A from-scratch PyTorch implementation of DreamerV3 (Hafner et al., 2023), the state-of-the-art model-based reinforcement learning algorithm. The agent learns a world model from pixel observations, then trains a policy entirely inside its learned imagination.
Observation (64x64 RGB)
→ CNN Encoder (stride-2 convolutions, SiLU, LayerNorm)
→ Embedding (1024-dim)
→ RSSM World Model
├── Deterministic path: LayerNorm GRU (512-dim hidden state)
├── Stochastic path: 32 categorical distributions × 32 classes
├── Prior: h_t, action → h_{t+1}, z_{t+1}_prior
└── Posterior: h_{t+1}, embed → z_{t+1}_posterior
→ Latent state (512 + 1024 = 1536-dim)
├── CNN Decoder → Reconstructed image
├── Reward Head (4-layer MLP, symlog) → Predicted reward
├── Continue Head (4-layer MLP, binary) → Episode termination
├── Actor (4-layer MLP, tanh-squashed Normal) → Action distribution
└── Critic (4-layer MLP, EMA target) → State value
- Categorical latents: 32 distributions with 32 classes each, sampled via straight-through Gumbel-Softmax
- Symlog transforms: Applied to observations and reward predictions for handling diverse value scales
- KL balancing: 80% forward KL (train prior to match posterior) + 20% reverse KL, with 1.0 free nats
- Straight-through actor gradients: Policy loss backpropagates through the imagined trajectory via
rsample(), with percentile-based return normalization (5th/95th quantile) - EMA target critic: Slow target network updated at rate 0.02
| Component | Parameters |
|---|---|
| CNN Encoder | 4.2M |
| RSSM (GRU + prior/posterior MLPs) | 4.8M |
| CNN Decoder | 4.3M |
| Reward Head | 4.3M |
| Continue Head | 4.3M |
| Actor | 1.3M |
| Critic (online + target) | 2.0M |
| Total | 29.5M |
# Full training (500K env steps, ~10h on RTX-class GPU)

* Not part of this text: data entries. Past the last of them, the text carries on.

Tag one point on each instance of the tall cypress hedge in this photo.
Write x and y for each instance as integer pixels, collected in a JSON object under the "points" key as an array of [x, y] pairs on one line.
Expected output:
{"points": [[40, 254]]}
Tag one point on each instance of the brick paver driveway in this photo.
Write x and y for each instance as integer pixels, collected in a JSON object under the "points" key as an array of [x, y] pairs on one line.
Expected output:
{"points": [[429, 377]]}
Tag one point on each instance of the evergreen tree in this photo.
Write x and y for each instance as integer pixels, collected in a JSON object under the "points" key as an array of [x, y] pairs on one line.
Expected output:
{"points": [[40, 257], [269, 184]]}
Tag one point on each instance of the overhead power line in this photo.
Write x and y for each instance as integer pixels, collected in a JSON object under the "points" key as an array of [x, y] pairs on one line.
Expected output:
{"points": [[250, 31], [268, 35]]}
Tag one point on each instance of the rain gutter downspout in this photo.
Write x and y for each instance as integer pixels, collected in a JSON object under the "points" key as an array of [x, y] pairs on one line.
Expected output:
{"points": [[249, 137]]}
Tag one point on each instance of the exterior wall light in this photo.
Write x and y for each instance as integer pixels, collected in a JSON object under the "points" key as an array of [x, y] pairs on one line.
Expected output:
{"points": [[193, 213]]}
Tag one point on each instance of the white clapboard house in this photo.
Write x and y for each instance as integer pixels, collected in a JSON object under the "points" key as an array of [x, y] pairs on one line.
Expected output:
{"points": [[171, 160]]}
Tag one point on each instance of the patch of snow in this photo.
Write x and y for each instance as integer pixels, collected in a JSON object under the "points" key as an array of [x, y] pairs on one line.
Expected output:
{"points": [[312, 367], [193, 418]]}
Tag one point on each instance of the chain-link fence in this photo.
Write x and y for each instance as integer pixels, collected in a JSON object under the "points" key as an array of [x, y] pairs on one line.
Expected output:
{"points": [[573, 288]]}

python -m scripts.train --device cuda --steps 500000
# Resume from checkpoint
python -m scripts.train --device cuda --resume checkpoints/dreamer/dreamer_step100000.ptTraining alternates between environment interaction and world model + actor-critic gradient updates. With train_every=2, one gradient step occurs every 2 environment steps (replay ratio 0.5).
| Parameter | Value |
|---|---|
| Image size | 64x64 |
| Action repeat | 2 |
| Batch size | 16 sequences × 64 steps |
| Learning rate | 1e-4 (Adam) |
| Gradient clip | 100.0 |
| Imagination horizon | 15 steps |
| Discount | 0.997 |
| Replay capacity | 1M transitions |
| Prefill | 5000 random steps |
| Metric | Value |
|---|---|
| Return (mean over 20 episodes) | 171.3 |
| Return (std) | 39.5 |
| Return (median) | 174.7 |
| Return (min / max) | 98.1 / 260.2 |
| Episode length | 500 (max) |
| Reconstruction SSIM | 0.685 |
| Reconstruction PSNR | 20.1 dB |
python -m scripts.evaluate \
--checkpoint checkpoints/dreamer/dreamer_best.pt \
--env walker-walk --suite dmcontrol \
--episodes 20 --device cuda --save-dir results/dreamerEvaluation runs the learned policy (deterministic, using distribution mean) and reports:
- Episode returns (mean, std, median, min, max)
- Reconstruction quality (SSIM, PSNR) of the world model decoder
Walker-Walk (DeepMind Control Suite): A planar biped must learn to walk forward. Reward is based on upright posture and forward velocity.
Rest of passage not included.